ALBANY, N.Y. — New York has enacted a new law authorizing charities to post bail of up to $2,000 for those charged with misdemeanors and unable to come up with the money.
Sen. Gustavo Rivera, a Bronx Democrat and sponsor, said innocent people will plead guilty when they can't afford bail, fearing consequences like losing jobs or child custody or eviction. The equally bad alternative is an unwarranted conviction, he said.
"This law takes an important step toward leveling the playing field for working people and creating a more just bail system," Rivera said.
The measure, which Gov. Andrew Cuomo signed Wednesday, will take effect in 90 days. He called it "unacceptable" for defendants to have to spend jail time for low-level crimes they may not have committed because they can't meet the bail requirement.
The law authorizes registered charities to apply to the state Department of Financial Services, which regulates bail bond companies as insurers. They can pay $1,000 for five-year certification, though the fee can be waived.
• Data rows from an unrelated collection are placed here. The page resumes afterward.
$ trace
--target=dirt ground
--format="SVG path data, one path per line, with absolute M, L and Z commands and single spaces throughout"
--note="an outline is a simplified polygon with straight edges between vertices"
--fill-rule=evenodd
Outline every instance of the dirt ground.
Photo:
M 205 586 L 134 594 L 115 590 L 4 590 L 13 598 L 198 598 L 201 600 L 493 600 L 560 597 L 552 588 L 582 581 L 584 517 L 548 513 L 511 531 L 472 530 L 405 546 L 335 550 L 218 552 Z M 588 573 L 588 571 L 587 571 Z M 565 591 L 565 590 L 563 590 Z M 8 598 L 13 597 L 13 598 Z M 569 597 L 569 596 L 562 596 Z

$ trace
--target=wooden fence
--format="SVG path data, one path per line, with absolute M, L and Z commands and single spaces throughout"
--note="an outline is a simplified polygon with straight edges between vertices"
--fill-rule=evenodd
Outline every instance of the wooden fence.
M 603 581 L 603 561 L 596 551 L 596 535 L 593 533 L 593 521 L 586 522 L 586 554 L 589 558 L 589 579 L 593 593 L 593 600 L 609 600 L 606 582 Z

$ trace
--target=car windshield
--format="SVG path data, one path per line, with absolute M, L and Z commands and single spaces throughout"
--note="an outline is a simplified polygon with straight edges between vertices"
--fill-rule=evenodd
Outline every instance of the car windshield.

They cannot charge premiums or get paid for bail services.
Bail bond commercial premiums can range up to 10 percent for bonds up to $3,000, 8 percent for the balance up to $10,000 and 6 percent of bond amounts above that, according to the department.
"Justice should not depend on the size of your wallet," said Assemblyman Jeffrion Aubry, a Queens Democrat and sponsor. "Charitable Bail Organizations could help thousands of New Yorkers who would otherwise languish in jails, often losing their jobs and facing long-term collateral consequences just because they can't afford a small amount of bail to fight their case."
Organizations will be able to post bail only in one county, except those based in New York City, which can operate in all five boroughs.
According to the lawmakers, the bill was based on a pilot project where the Bronx Freedom Fund was established and posted similar bails for three years. The result was 95 percent of defendants returned for every court date and half the cases were dismissed or otherwise resulted in no convictions.